Shocking, incredible, exorbitant. Those were the hardly routine words deployed by an inspector general in a report released Monday blasting the Defense Department for spending $43 million on a compressed natural gas automobile filling station in Afghanistan.
A similar station in neighboring Pakistan cost only $500,000, the special inspector general for Afghanistan reconstruction said in a letter to Defense Secretary Ash Carter. Top auditor John Sopko also complained that Pentagon officials working on rebuilding the economy of the war-torn country threw roadblocks in front of SIGAR investigators and claimed to have no knowledge of how the cost overruns occurred.
The DoD’s Task Force for Stability and Business Operations, with an $800 million budget, in 2011 inked a $3 million contract with a firm called Central Asian Engineering. Its chief purpose was constructing Afghanistan’s first compressed fueling station, which would include two dispensers, four hoses, one trailer filling point, a car conversion center, an administrative office building, and gas compression and processing equipment.

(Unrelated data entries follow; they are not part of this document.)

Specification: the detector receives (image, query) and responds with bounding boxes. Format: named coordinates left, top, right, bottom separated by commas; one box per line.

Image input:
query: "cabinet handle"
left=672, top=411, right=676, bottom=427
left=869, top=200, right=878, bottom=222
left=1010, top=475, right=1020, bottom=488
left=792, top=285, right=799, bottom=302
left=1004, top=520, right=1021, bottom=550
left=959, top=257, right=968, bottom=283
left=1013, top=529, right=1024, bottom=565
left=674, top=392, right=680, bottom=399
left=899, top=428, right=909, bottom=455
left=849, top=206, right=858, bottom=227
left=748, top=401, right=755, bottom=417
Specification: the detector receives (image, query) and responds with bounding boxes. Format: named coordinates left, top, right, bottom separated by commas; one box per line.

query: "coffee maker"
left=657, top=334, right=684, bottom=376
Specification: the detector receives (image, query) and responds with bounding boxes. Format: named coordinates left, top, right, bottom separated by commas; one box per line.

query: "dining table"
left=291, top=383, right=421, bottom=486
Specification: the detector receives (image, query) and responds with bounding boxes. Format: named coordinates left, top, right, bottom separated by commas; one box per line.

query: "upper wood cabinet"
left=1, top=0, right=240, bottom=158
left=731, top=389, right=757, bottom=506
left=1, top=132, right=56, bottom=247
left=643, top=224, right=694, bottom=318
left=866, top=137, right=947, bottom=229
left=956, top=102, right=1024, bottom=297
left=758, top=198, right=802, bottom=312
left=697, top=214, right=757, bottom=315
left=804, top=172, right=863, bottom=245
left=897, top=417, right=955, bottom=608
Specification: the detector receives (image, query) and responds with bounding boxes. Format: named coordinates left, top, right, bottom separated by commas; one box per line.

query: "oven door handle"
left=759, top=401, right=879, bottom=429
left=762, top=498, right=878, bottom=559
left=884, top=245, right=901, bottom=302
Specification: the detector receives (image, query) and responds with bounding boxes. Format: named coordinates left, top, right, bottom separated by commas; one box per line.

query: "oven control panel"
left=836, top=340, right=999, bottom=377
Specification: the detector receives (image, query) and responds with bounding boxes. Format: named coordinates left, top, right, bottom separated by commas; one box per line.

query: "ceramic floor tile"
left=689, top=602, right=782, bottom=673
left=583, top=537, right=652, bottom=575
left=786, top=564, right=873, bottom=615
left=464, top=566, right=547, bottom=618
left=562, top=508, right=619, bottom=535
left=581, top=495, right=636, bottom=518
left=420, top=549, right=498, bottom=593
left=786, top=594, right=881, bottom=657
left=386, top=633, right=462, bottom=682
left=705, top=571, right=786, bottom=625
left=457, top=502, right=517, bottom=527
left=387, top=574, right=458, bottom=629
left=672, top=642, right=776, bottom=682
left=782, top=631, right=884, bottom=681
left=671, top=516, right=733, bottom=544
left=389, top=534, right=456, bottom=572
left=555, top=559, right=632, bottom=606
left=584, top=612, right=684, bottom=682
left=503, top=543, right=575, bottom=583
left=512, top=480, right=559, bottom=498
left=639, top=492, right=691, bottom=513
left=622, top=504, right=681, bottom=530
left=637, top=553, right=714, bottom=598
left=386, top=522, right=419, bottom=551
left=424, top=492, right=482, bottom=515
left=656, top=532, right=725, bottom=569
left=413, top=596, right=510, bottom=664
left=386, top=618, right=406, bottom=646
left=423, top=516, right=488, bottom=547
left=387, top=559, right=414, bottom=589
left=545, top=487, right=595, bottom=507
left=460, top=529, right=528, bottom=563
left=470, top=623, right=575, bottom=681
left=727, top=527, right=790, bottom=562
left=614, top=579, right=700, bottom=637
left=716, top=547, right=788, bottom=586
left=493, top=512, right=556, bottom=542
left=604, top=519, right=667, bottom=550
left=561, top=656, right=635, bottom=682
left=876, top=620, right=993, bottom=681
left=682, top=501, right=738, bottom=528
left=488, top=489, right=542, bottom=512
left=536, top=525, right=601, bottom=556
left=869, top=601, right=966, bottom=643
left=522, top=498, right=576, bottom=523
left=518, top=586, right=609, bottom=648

The project was also designed to prove that there is an interest on the part of the Afghan government in compressed fuel to reassure investors and create a market value for the station while adding expertise to the government’s Ministry of Mines and Petroleum.
“No evidence exists that [the Defense task force] conducted a feasibility study before spending $43 million on the station,” the report said. “If [the task force] had conducted a feasibility study of the project, they might have noted that Afghanistan lacks the natural gas transmission and local distribution infrastructure necessary to support a viable market for [compressed natural gas] vehicles. Additionally, it appears that the cost of converting a car to run on CNG may be prohibitive for the average Afghan.”

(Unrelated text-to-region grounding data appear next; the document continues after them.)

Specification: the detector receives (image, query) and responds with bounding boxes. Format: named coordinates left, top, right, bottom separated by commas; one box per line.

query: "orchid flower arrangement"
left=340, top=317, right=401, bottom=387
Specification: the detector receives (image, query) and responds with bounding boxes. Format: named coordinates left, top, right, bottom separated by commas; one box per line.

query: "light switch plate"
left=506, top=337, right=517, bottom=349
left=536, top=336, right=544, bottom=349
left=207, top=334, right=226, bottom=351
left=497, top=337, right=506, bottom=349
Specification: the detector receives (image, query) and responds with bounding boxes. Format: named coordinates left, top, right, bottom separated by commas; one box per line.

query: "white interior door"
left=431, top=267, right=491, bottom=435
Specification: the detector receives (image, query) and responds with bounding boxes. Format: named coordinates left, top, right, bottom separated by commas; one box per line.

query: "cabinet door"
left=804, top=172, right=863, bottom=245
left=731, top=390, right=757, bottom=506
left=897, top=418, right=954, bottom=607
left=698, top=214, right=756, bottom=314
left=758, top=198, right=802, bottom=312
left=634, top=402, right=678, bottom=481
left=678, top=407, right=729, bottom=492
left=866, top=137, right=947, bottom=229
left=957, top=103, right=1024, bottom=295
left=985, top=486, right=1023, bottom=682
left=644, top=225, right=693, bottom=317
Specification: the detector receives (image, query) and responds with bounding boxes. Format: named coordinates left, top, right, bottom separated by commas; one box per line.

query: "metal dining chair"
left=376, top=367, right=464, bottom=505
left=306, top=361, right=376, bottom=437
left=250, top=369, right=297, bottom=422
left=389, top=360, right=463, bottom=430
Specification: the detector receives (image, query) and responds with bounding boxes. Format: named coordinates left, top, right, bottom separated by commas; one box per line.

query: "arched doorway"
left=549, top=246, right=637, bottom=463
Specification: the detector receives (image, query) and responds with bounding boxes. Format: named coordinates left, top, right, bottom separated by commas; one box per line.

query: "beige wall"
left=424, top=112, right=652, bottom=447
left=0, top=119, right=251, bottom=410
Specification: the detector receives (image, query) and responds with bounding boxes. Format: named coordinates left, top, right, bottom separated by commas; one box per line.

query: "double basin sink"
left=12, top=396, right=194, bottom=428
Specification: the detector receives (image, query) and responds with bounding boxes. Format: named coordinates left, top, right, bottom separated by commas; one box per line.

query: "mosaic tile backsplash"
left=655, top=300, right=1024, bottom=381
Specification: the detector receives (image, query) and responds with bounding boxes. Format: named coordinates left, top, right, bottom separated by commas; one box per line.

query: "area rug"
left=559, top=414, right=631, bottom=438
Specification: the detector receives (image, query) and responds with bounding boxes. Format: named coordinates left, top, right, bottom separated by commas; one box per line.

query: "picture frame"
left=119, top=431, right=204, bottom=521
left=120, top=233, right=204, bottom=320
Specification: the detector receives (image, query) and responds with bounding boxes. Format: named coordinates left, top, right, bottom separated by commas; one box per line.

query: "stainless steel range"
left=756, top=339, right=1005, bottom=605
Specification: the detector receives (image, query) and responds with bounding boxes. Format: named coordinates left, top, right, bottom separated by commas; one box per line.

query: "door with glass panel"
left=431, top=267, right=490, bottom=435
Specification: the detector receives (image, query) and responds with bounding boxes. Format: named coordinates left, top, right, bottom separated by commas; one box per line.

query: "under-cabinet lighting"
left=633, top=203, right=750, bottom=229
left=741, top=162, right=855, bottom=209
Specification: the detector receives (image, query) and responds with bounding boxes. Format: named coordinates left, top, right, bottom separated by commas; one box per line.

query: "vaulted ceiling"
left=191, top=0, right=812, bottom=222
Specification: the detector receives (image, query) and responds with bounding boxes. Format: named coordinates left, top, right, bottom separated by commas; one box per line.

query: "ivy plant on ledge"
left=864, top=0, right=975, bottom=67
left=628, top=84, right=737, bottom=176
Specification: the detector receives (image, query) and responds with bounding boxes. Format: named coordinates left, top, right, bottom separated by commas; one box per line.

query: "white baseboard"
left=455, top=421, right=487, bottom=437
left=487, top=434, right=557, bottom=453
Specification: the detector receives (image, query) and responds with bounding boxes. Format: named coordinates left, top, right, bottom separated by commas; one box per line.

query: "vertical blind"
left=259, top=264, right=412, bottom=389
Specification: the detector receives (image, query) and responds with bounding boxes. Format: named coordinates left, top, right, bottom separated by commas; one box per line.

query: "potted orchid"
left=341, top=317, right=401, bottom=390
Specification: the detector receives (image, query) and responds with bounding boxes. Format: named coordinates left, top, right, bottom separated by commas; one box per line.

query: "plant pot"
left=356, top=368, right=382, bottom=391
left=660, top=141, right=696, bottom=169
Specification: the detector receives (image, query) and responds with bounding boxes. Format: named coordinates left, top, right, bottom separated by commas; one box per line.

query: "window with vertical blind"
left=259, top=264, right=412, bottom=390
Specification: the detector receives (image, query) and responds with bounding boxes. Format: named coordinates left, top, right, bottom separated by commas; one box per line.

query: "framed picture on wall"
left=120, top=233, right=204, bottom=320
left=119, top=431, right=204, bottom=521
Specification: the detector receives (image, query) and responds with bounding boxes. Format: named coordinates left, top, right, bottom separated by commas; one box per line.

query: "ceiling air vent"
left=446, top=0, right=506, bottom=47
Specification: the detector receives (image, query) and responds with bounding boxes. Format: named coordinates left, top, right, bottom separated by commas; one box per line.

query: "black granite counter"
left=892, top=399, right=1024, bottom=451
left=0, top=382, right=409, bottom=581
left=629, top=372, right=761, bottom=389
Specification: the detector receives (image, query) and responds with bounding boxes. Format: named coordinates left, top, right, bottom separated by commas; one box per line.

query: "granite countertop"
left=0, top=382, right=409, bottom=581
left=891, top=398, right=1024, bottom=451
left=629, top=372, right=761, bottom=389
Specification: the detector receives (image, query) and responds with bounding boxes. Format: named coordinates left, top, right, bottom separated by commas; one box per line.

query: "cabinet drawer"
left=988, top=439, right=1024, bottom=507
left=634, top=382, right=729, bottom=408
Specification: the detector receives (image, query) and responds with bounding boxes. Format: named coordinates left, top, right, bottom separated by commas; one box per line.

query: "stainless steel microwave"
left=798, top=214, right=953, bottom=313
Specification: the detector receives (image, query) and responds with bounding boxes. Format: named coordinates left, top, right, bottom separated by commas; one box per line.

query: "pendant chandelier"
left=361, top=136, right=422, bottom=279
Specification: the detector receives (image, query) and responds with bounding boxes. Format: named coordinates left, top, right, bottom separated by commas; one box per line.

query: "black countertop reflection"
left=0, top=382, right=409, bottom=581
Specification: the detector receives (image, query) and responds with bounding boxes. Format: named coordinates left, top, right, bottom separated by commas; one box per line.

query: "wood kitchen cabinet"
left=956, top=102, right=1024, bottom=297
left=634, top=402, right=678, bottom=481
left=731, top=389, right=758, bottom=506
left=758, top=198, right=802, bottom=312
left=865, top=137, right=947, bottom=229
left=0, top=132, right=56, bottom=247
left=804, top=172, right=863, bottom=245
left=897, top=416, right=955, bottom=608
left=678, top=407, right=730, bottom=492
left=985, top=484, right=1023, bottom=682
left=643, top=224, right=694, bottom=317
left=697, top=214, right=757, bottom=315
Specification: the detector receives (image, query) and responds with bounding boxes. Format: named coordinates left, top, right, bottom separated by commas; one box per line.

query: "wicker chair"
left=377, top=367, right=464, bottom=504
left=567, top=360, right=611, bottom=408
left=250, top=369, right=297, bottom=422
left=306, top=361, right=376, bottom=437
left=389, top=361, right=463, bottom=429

Brian P. McKeon, principal deputy undersecretary of Defense for policy, twice told SIGAR that the department no longer had personnel to answer questions about the fuel station, adding that SIGAR had not availed itself of offered access to relevant records. SIGAR disputed that assertion, saying it pursued a meeting to gain access and will continue to do so.

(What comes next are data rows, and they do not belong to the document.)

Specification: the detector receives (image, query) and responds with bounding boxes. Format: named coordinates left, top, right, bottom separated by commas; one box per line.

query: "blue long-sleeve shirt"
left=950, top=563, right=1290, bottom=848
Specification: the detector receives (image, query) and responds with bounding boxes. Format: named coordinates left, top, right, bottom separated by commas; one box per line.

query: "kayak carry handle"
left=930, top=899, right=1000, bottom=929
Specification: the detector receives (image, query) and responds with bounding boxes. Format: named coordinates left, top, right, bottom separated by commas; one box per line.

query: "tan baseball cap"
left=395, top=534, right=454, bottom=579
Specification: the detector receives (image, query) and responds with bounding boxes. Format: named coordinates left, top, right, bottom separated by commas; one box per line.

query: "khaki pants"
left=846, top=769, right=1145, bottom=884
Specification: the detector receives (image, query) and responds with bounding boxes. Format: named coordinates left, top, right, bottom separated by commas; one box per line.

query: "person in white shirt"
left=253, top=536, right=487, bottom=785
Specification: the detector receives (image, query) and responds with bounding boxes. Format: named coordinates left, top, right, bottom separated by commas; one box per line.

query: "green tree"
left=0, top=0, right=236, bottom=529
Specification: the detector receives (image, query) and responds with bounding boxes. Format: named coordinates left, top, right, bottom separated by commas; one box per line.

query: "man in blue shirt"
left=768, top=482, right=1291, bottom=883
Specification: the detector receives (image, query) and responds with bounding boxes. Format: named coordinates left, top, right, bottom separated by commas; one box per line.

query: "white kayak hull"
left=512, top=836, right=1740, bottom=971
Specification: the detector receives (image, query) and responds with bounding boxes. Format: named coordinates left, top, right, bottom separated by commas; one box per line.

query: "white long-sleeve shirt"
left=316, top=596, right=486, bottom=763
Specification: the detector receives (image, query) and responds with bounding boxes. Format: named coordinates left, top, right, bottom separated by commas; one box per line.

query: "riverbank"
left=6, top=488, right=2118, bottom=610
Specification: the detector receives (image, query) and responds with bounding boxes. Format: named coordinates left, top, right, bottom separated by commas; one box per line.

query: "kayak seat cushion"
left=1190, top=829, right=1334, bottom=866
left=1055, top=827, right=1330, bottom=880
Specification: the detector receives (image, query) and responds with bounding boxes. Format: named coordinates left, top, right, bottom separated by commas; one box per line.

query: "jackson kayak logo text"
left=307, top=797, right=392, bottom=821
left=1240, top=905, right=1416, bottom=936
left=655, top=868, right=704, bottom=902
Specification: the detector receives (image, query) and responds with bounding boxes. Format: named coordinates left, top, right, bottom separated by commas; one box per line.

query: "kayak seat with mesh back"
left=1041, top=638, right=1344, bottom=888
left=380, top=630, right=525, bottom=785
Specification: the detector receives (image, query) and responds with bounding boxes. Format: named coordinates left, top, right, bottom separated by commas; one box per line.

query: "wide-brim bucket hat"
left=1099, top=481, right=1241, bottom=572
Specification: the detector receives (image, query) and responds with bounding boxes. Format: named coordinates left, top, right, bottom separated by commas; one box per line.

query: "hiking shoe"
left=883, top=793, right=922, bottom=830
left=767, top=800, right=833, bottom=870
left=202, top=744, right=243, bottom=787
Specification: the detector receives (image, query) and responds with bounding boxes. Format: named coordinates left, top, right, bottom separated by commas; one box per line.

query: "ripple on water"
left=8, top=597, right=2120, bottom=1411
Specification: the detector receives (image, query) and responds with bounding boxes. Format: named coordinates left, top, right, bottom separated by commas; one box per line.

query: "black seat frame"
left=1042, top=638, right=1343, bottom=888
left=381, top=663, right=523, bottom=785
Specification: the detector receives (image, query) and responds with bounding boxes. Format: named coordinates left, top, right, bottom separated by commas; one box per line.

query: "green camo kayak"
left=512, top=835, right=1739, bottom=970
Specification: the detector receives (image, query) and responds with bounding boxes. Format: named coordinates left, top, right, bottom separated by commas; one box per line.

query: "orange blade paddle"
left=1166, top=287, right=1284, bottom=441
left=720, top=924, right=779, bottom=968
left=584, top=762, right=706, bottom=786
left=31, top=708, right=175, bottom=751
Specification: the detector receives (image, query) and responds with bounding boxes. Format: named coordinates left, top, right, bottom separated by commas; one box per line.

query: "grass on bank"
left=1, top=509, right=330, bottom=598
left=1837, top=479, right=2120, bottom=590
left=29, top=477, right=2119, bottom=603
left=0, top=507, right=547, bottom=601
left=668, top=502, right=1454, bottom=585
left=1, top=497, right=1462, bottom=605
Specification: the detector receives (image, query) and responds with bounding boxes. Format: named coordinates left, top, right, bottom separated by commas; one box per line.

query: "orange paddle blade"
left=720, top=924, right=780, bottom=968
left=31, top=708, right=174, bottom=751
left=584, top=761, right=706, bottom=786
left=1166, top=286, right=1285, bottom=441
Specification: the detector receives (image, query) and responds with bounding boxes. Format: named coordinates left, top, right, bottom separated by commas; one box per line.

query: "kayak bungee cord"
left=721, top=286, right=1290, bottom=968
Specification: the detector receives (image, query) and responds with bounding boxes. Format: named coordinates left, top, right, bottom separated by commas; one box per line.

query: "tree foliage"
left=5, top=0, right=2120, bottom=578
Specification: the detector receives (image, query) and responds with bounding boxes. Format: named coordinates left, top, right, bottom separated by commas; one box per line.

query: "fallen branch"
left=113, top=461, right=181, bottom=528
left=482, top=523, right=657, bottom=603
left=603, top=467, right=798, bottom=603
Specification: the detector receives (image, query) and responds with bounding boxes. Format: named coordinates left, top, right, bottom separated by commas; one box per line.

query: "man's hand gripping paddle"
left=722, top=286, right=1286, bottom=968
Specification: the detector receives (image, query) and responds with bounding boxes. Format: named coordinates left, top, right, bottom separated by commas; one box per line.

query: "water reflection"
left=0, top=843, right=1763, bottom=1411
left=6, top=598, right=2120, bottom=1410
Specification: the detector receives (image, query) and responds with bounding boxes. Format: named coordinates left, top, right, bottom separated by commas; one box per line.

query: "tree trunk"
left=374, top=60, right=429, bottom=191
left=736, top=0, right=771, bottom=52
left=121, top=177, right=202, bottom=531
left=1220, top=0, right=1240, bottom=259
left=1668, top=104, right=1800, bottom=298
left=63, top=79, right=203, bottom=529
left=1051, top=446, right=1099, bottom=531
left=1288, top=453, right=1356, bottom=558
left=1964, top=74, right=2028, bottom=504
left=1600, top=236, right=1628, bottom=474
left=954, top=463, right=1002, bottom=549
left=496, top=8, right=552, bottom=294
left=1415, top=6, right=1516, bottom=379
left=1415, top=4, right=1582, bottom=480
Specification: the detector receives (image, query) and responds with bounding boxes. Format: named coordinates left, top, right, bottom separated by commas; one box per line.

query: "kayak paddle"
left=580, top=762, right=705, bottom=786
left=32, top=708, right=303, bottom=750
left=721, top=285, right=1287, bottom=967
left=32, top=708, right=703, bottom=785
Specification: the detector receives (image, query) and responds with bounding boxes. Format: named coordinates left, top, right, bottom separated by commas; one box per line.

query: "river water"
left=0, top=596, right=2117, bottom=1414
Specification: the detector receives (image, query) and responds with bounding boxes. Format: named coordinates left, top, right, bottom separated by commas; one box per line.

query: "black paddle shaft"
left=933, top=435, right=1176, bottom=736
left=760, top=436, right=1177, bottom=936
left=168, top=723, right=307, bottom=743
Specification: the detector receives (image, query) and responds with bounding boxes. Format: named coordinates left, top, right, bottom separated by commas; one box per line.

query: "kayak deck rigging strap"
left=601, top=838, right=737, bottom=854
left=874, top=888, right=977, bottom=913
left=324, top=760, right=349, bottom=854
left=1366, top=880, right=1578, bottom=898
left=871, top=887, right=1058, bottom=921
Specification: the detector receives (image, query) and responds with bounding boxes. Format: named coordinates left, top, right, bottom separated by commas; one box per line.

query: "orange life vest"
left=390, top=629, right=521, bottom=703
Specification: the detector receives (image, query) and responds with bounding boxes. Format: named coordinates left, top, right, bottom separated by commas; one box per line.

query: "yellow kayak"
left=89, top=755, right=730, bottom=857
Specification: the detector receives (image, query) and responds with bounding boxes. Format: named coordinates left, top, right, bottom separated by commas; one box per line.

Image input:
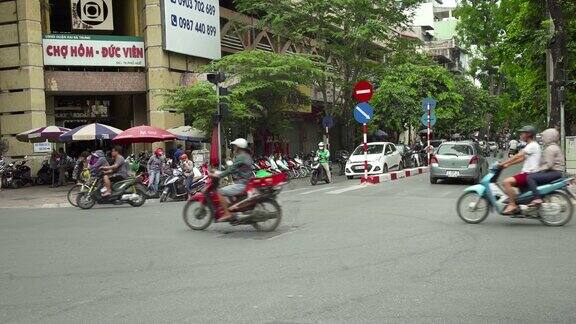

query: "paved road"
left=1, top=169, right=576, bottom=323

Sen. Claire McCaskill, D-Mo., on Monday released a statement decrying the “outrageous, wasteful” construction of the $43 million alternative fuel station. “There are few things in this job that literally make my jaw drop,” said McCaskill, a member of the Armed Services Committee. “But of all the examples of wasteful projects in Iraq and Afghanistan that the Pentagon began prior to our wartime contracting reforms, this genuinely shocked me. … Perhaps equally outrageous, however, is that the Pentagon has apparently shirked its responsibility to fully account for the taxpayer money that’s been wasted—an unacceptable lack of transparency that I’ll be thoroughly investigating.”